Internet denizens are familiar with Poe's Law: namely, that when it comes to the Web, it's pretty much impossible to tell for certain the difference between genuine stupidity and a parody — someone, somewhere, will mistake the parody for the real thing.
Consider a letter to the editor featured recently at the New York Times, penned by Seth Lloyd, director of MIT's Center for Extreme Quantum Information.
Lloyd was responding to an article by Dennis Overbye on the quest for dark energy, and offered his own alternative explanation for what this mysterious substance might be: aliens. You heard me: aliens. To wit:
My modest proposal is that the aliens are the cold dark matter that make up 23 percent of the energy in the universe. Adept at cloaking themselves, they are invisible under any force that can be shielded, including strong, weak and electromagnetic interactions… The gravitational force cannot be shielded, however… he aliens cannot prevent their mass from altering the rotation curves of the galaxies they inhabit. [...] While not actively hostile, the aliens would prefer not to live in our neighborhood. Whatever it is made of, the dark energy is their way of suggesting, politely but firmly, that we leave. Dark energy is simply the mechanism for "alien flight" in the cosmic real estate market.
Okay, that last paragraph kinda gives the game away — that and the use of the phrase "modest proposal", a reference to the 18th century satirist Jonathan Swift, whose essay "A Modest Proposal" suggested that one could solve the potato famine in Ireland if the Irish simply began consuming their own offspring. Lots of people thought he was serious, so Poe's Law actually predates the Internet.
ARTICLE: 2012 Alien Invasion? Um, No.
Lloyd's use of the phrase was a wink to the reader, a hint not to take his comments too seriously. But not everyone is familiar with that Swiftian satire, it seems. Two different people forwarded me the link to Lloyd's letter, indignant that such nonsense had appeared in the Gray Lady.
Part of the problem is that modern cosmology is filled with crazy-sounding ideas: our universe is much, much weirder than scientists once believed as recently as 100 years ago. The very notion of dark matter and dark energy is bizarre, although both are backed by solid observational data.
Dark energy is invoked to explain the discovery, in 1998, that the expansion of the universe is actually accelerating, based on data gleaned from supernovae.
The strongest support to date for dark matter is the Bullet Cluster (pictured top): two colliding galaxy clusters 3 billion light years away.

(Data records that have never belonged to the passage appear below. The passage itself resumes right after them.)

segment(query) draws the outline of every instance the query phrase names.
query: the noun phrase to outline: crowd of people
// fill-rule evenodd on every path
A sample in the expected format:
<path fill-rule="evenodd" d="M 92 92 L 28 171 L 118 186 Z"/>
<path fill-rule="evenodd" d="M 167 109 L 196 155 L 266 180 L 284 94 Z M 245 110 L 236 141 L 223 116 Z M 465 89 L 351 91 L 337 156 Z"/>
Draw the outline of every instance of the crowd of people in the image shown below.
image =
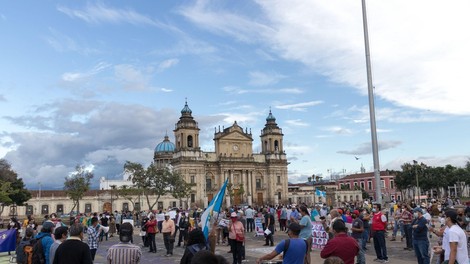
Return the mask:
<path fill-rule="evenodd" d="M 212 215 L 208 238 L 200 223 L 204 210 L 197 207 L 82 214 L 70 219 L 69 225 L 56 214 L 46 215 L 40 224 L 28 216 L 23 223 L 12 218 L 9 228 L 23 230 L 21 237 L 17 232 L 18 263 L 93 263 L 100 243 L 113 236 L 119 237 L 119 243 L 108 249 L 107 262 L 139 263 L 145 249 L 149 254 L 157 252 L 156 235 L 160 234 L 166 257 L 173 256 L 175 244 L 184 247 L 181 263 L 202 263 L 196 262 L 201 259 L 228 263 L 215 254 L 217 246 L 227 245 L 231 262 L 240 264 L 245 260 L 246 234 L 260 235 L 261 231 L 262 245 L 274 249 L 260 256 L 258 263 L 281 254 L 284 263 L 310 263 L 312 248 L 319 248 L 325 263 L 364 264 L 368 243 L 374 247 L 374 261 L 387 263 L 387 241 L 394 241 L 403 243 L 403 250 L 414 251 L 419 264 L 430 263 L 432 254 L 436 264 L 469 264 L 470 202 L 458 203 L 448 199 L 419 205 L 393 202 L 387 209 L 372 202 L 335 208 L 326 204 L 232 206 Z M 319 223 L 324 236 L 312 232 L 316 230 L 312 223 Z M 289 238 L 276 241 L 277 232 Z M 134 233 L 141 243 L 134 241 Z M 436 245 L 431 244 L 433 235 L 438 237 Z"/>

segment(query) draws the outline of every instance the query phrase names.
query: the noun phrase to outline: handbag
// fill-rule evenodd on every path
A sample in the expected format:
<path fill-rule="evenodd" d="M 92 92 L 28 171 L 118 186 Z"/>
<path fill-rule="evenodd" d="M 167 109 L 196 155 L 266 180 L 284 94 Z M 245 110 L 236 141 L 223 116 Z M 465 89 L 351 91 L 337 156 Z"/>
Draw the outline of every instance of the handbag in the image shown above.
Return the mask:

Per many scientists, overlaying images taken of the cluster in optical, x-ray and infrared regimes show clouds of dark matter separating from normal visible matter as a result of the collision.
Still, there are several perfectly respectable scientists out there who take issue with the prevailing theories, insisting that it is possible to modify gravitational theories to explain the observational data — including the evidence for dark matter provided by the Bullet Cluster images.
For instance, John Moffat at Canada's University of Waterloo argued in 2007 that a version of modified gravity in which the strength of gravity changes with distance — as opposed to being constant — can explain the data without resorting to dark matter. And in June 2010, scientists at Durham University argued that new satellite data could indicate that dark matter may not exist.
If theories of modified gravity don't float your boat, there's always the bona fide crazy: in 2000, a man named Don DeYoung concluded – in that bastion of scientific rigor known as the Creation Research Society Quarterly — that "the hand of god was responsible for holding rapidly spinning galaxies and larger systems together."
Or could it be…. aliens??? I mean, if you're going to make up your own reality to conform to your pre-existing beliefs, why not go big?
When in doubt, it's best to go straight to the source. I emailed Lloyd, who confirmed that his letter to the editor was written with tongue (firmly) in cheek, although "Given that we don't know what the dark matter is, we shouldn't rule out the possibility of it having rich structure, supporting life, etc."
He originally sent the letter as an email to Overbye, who found it amusing and suggested Lloyd submit it as a letter to the editor. And it was accepted: "Apparently the editor has a sense of humor." Not so much the New York Times readers, "a substantial fraction" of whom took Lloyd's modest proposal seriously; there were several outraged responses. "Irony is dead," Lloyd concluded. "Or at least enfeebled." That is the essence of Poe's Law.